Please allow me to make a personal comment: The aquarium is a biosystem with numerous microorganisms and living beings. Oxygen is the source of all life. Plants produce oxygen and consume the resulting waste materials to grow. But that’s not all. Aquatic plants detoxify the water, by absorbing, as one example, ammonium directly from the water and they also take the other by-products of nitrogen metabolism (along with ammonium and nitrate) as their nutritional base.

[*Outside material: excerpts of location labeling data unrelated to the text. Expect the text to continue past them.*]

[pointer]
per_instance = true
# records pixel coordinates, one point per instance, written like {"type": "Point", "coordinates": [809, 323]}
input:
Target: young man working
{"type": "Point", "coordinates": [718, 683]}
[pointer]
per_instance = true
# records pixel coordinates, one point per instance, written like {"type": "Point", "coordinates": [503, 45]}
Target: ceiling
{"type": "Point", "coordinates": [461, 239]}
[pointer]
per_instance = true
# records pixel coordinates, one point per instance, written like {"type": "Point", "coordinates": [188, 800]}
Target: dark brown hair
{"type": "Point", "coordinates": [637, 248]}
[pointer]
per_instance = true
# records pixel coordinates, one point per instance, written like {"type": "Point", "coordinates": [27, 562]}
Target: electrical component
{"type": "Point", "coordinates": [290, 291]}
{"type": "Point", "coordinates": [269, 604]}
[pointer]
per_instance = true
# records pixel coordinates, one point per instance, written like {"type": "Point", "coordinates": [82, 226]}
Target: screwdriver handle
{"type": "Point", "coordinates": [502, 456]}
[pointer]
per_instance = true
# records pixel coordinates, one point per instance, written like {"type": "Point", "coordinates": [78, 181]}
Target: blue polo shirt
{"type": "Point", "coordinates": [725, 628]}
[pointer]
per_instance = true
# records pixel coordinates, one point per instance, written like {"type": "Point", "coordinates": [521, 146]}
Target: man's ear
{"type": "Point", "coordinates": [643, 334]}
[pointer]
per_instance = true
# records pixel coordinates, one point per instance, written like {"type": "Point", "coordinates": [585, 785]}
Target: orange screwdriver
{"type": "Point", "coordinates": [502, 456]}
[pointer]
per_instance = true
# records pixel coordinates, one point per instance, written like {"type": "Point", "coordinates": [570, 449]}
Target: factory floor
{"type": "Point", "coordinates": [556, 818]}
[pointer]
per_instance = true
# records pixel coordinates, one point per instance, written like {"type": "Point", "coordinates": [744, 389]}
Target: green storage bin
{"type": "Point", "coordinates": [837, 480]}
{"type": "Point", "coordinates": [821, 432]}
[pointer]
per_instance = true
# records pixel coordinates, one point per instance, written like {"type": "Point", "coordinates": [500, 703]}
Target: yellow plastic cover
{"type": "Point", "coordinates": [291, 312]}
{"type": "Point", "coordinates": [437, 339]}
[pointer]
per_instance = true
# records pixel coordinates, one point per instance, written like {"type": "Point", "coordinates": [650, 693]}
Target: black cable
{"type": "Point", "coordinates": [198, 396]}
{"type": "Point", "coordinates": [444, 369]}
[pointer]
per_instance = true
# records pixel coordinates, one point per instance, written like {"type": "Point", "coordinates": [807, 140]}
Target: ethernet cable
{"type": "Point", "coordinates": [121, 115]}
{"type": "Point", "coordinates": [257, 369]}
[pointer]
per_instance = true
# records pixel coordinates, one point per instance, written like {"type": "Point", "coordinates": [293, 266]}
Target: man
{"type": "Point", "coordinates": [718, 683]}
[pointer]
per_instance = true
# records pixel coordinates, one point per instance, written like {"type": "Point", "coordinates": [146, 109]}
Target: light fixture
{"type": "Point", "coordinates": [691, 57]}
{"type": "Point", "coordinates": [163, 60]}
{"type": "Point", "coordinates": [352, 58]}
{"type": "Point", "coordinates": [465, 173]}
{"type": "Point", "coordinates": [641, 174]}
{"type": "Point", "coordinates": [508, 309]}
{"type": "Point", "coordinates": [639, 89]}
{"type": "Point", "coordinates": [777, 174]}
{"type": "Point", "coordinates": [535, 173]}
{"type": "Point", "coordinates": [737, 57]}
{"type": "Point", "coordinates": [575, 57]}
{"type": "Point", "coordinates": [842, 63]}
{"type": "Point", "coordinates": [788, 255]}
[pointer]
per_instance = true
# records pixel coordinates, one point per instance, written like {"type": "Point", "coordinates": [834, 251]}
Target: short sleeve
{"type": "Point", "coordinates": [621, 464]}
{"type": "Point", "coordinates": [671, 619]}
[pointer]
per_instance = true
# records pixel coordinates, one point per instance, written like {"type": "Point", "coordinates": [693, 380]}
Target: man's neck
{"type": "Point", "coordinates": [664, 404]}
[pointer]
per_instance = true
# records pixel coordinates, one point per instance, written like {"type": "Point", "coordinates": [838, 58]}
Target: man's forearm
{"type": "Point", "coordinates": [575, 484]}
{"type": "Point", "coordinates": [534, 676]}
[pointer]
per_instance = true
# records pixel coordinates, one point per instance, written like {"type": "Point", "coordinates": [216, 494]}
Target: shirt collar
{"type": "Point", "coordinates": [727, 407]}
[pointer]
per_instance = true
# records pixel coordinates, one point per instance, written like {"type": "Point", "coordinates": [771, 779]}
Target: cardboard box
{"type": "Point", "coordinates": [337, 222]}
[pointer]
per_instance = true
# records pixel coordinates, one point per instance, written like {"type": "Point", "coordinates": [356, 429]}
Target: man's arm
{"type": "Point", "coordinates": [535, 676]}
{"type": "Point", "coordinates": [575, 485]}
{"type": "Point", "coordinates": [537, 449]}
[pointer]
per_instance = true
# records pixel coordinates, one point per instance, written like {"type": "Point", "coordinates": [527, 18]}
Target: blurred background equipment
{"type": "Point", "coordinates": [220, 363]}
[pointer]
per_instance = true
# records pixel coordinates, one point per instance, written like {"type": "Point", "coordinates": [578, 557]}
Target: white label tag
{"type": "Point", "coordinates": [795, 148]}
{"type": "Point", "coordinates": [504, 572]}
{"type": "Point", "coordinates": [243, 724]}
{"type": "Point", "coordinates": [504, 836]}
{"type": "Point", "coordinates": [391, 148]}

Vigorous plants are characterized by sinking nitrate levels, even when you feed your fish stock. When the nitrate contents continually increase, this is a clear indication that the aquarium is overstocked. The food pyramid doesn’t function anymore. As a rule of thumb you can say that the plant biomass needs to be about tenfold to the fish biomass. While you can weigh the plants on a kitchen scale, this is difficult with small fish. To give you some idea a middle-sized red neon tetra weighs about 1.5 g, a grown up female platy weighs about 3.4 g.
Another benefit of aquatic plants is the reduction of germs in the water, even if this field is still new territory in the research of the aquatic plant characteristics. At least there is evidence that some plants add substances to the water which inhibit or at least affect the growth of microorganisms. Almost every aquarium owner who has had to cope with different aquarium types has experienced this. In vigorous plant aquariums fish fall sick less often than in aquariums with high fish stock and few or no plants. But as I said above, this is still scientifically uncharted territory. First evidence to confirm these observations, however, is available.
Should we become aware of scientifically sound primary information in the next years we will focus on this subject for you in the blog. But even without further proof this information should give you some food for thought while deciding on the right course of action.